Con due manifestazioni più di duemila persone hanno commemorato martedì sera a Milano tre esponenti dell’estrema destra milanese uccisi dall’ultrasinistra. I militanti di destra hanno reso omaggio a Sergio Ramelli, mortalmente ferito il 29 aprile 1975 da esponenti di Avanguardia Operaia, a Enrico Pedenovi, aggredito e ucciso l’anno dopo, e a Carlo Borsani, eroe della Rsi. Un corteo con una fiaccolata è partito alle 19 da piazzale Susa ed è sfilato fino a via Paladini, mentre un secondo corteo con fiaccole è partito alle 22 da piazzale Piola per raggiungere viale Lombardia, in entrambi i casi tra due ali di forze dell’ordine che hanno praticamente blindato un’intera zona della città per evitare contatti con l’ultrasinistra. Vari comitati antifascisti si sono infatti dati appuntamento in piazza Oberdan e hanno dato vita a una contromanifestazione che si è fermata vicino piazza Risorgimento, a poche centinaia di metri dai luoghi dove l’estrema destra stava commemorando i suoi caduti. Fortunatamente non ci sono stati contatti tra le fazioni contrapposte e tutte le manifestazioni si sono svolte senza particolari tensioni. La questura ha intimato ai due cortei dell’estrema destra – annunciati da manifesti con la sola firma “I camerati” e il titolo “Noi non dimentichiamo” – di non sfilare con bandiere raffiguranti croci celtiche e la disposizione è stata prevalentemente rispettata. I giovani però hanno indossato camicie bianche per ironizzare contro il divieto di indossare quelle nere e hanno sventolato solo bandiere tricolori. Non sono mancati i saluti romani, a centinaia, al momento del tradizionale “presente”, scandito davanti alle targhe commemorative di Ramelli e Pedenovi. Gli unici episodi violenti sono avvenuti in serata quando ignoti, probabilmente dell’ultrasinistra, hanno tentato, invano, di entrare nella sede della Fiamma Tricolore, in via Tosi. Un altro gruppo di ultras ha invece danneggiato la sede di Forza Nuova in via Palmieri.

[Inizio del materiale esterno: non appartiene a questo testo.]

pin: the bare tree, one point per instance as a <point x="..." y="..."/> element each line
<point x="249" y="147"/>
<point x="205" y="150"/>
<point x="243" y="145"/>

Per la prima volta alla cerimonia di commemorazione per Ramelli, svoltasi martedì mattina, c’era il sindaco Giuliano Pisapia, alla guida di una Giunta di centrosinistra. «Ci sono voluti tre anni – ha commentato Riccardo De Corato, vicepresidente del Consiglio comunale e capogruppo di Fratelli d’Italia–Alleanza Nazionale in Regione Lombardia – ma finalmente questa volta il sindaco era presente. Avevo detto che la pacificazione si fa coi gesti e non con le parole, e quello di oggi (martedì, ndr) è stato un gesto molto importante che va nella direzione giusta. Pisapia mi ha anche detto che il prossimo anno intende fare una commemorazione più significativa, dato che cadrà il 40esimo anniversario dell’assassinio di Sergio da parte di Avanguardia Operaia: ci conto. Dopo la deposizione della corona ai Giardini Ramelli, siamo andati a ricordare Enrico Pedenovi. Il sindaco purtroppo aveva un impegno, ma sono stato onorato di poter dire io due parole in ricordo del sacrificio di Pedenovi. La sera prima dell’omicidio, a opera di un commando di Prima Linea, ero con lui nella sede del Msi a cercare (con molte difficoltà) un prete che volesse officiare la messa in memoria di Ramelli a un anno dalla morte. La mattina dopo seppi che gli avevano sparato mentre stava tranquillamente leggendo il giornale in macchina». Apprezzamento per la presenza di Pisapia è stato manifestato anche da Giulio Gallera, consigliere e coordinatore cittadino di Forza Italia Milano.